Skeptigirl,
Vaccination only "works" if enough of the population get vaccinated because the chances of you vaccinating the people who are going to suffer significant consequences from the diseases are often low to very low.
For example, Varicella. How many people need to be vaccinated before it has a significant effect on mortality or serious morbidity?
Or, to use your one of your examples, Tetinus. Do you know how rare this disease is? The only way to realistically prevent the few people who get it each year (in the UK) is to vaccinate everybody.

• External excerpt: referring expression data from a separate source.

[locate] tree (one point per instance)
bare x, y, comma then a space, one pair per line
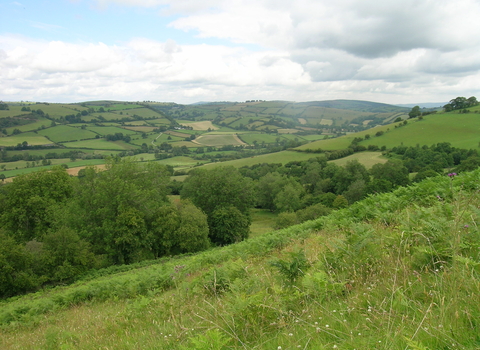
220, 192
28, 209
219, 188
268, 188
415, 112
289, 198
16, 275
66, 255
228, 225
114, 210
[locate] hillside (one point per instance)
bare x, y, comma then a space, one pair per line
34, 136
395, 271
459, 129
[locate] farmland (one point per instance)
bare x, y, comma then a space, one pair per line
217, 131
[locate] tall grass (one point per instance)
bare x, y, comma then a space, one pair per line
395, 271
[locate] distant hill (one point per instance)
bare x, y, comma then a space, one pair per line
459, 129
356, 105
423, 105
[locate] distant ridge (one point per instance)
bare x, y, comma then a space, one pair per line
423, 105
357, 105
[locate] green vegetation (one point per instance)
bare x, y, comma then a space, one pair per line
394, 271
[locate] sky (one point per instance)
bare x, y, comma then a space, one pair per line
186, 51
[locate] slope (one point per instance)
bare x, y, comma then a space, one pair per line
395, 271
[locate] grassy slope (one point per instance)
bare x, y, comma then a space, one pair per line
372, 283
461, 130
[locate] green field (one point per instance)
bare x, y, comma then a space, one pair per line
217, 140
278, 157
106, 130
63, 133
368, 159
342, 142
22, 169
30, 137
461, 130
36, 125
100, 144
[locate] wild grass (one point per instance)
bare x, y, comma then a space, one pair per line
395, 271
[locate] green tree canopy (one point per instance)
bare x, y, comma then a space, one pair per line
28, 209
219, 188
114, 209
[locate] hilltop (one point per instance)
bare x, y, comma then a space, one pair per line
394, 271
35, 136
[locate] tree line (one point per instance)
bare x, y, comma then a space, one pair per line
55, 227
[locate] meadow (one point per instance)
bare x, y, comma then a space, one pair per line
64, 133
30, 137
285, 117
395, 271
461, 130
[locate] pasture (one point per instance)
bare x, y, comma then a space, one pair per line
202, 125
461, 130
31, 138
218, 140
106, 130
282, 157
37, 124
64, 133
368, 159
100, 144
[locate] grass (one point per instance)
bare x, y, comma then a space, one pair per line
364, 284
368, 159
12, 172
30, 137
262, 222
282, 157
203, 125
461, 130
100, 144
62, 133
105, 130
217, 140
36, 125
343, 142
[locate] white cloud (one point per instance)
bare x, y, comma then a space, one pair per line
391, 51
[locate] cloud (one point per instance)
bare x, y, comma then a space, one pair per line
139, 69
398, 50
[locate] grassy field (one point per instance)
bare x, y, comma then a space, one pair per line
105, 130
343, 142
278, 157
100, 144
23, 170
368, 159
30, 137
202, 125
461, 130
62, 133
352, 280
36, 125
217, 140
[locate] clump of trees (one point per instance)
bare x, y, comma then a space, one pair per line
54, 227
460, 103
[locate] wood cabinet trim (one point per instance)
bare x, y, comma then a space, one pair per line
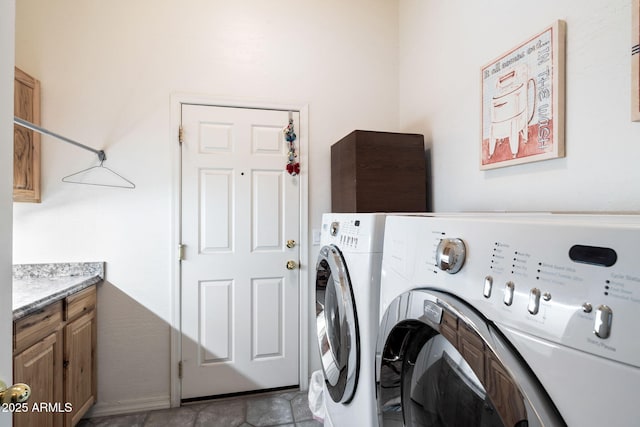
32, 194
54, 328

I will accept that in communities where other factors make these diseases much more common or deadly, vaccination becomes more beneficial at an individual level.
But the concept you can't (or will not) grasp is since often only a tiny proportion of people would contract many of these diseases in the first place, or for very common diseases, suffer serious complications, the only way to prevent them is to vaccinate the vast majority of the population.
Vaccination offers large individual benefits when the disease it protects against has both of the following characteristics:
1) It is common.
2) It often causes serious and/or long-term complications or is deadly.
So while Ebola satisfies (2), it fails (1). Many vaccines tackle diseases which are rare (so fail (1)), or are generally not serious (so fail (2)). Thus the absolute benefits to the individual are low.
What citations do I need to provide to support this logical argument?